I was also thinking about FEAR. I once heard Nina Simon (Director of the Museum of Art & History in Santa Cruz, and someone that Fred works with) say that if you want to know what it feels like for someone to walk into a museum for the first time (someone totally unaccustomed to museums), you should go somewhere unfamiliar to yourself for the first time -- for some of us that place might be a tattoo parlor, a super hip bar, a place of worship outside of our faith, or a boxing gym. How does that feel? Now go back to your museum, your classroom, or your learning space, and try to see it through that lens. Hold on to your pounding heart, and imagine the experience of visitors or students from their place of discomfort, struggle, tension, anxiety, etc. And I agree with Nina that it is almost impossible to do this with our imagination alone -- we truly have to experience the adrenaline rush and raw power of stress when we're faced with the unknown.
For me, today was as much about unlearning as it was about learning. And entirely about EXPLORE, EXPLORE, EXPLORE! Takashi, Cole, and Francesca told me that they have never experienced anything quite like this before, and they loved being brought into our 3rd Space. Thank you to everyone for sharing in this experience.

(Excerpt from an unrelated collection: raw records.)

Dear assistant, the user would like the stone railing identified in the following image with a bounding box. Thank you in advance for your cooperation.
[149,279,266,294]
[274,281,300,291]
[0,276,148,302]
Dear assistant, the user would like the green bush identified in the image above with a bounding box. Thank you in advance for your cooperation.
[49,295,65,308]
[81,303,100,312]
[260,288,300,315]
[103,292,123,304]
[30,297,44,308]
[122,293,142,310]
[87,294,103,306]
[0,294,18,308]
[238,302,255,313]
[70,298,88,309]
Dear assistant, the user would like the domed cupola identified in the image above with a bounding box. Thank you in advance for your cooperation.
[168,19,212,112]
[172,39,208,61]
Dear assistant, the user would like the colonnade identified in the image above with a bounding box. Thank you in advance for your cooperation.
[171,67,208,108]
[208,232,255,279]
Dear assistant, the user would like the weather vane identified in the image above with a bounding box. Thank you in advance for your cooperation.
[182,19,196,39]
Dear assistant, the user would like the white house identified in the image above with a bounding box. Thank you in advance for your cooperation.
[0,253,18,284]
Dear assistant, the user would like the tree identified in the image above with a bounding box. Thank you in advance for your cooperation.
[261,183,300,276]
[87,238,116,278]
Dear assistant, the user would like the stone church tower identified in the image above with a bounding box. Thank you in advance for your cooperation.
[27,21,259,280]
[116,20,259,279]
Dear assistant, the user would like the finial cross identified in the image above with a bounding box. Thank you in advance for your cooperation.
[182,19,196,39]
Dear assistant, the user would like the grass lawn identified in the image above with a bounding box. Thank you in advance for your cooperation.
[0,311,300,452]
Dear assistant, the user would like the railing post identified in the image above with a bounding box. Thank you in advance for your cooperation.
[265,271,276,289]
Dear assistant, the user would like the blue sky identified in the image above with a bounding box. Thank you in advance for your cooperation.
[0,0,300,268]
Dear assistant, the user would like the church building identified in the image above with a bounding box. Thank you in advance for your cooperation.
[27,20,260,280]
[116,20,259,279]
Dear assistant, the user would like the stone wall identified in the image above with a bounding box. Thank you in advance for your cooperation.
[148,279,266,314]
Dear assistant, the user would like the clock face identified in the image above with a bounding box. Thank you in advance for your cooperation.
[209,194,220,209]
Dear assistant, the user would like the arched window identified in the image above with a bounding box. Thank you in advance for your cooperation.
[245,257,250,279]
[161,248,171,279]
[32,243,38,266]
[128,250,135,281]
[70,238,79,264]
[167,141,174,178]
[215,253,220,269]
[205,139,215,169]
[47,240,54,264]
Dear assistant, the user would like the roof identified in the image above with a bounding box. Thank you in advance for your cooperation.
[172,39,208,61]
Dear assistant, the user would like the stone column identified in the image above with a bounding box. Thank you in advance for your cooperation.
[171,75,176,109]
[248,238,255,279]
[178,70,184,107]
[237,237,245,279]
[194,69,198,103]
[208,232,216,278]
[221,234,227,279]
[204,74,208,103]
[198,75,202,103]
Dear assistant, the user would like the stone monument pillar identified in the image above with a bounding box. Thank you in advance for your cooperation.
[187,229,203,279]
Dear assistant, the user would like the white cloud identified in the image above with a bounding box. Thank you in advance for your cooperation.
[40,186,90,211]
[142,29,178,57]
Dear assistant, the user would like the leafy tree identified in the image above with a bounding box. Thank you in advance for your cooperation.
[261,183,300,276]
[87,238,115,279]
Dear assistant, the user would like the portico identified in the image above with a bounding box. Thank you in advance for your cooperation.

As a professional artist I wasn't sure this was going to be very meaningful to me, as professionally I work in isolation and very rarely in collaboration. But to my surprise and delight, community art has deeply meaningful value on many levels. I was able to establish connected relationships with myself as an individual, with other people as part of a common purpose, with the subject I was working with, and with the process of art itself. This was unexpected, and very fulfilling personally, and expanded my awareness of connection and the appreciation for what others do, from the organization and coordination of those who provided us with this project, to the unknown builders and planners who made the building and environment possible. I am driven now to practice this in my community at home, to give it a try, as Takhashi encouraged us to do.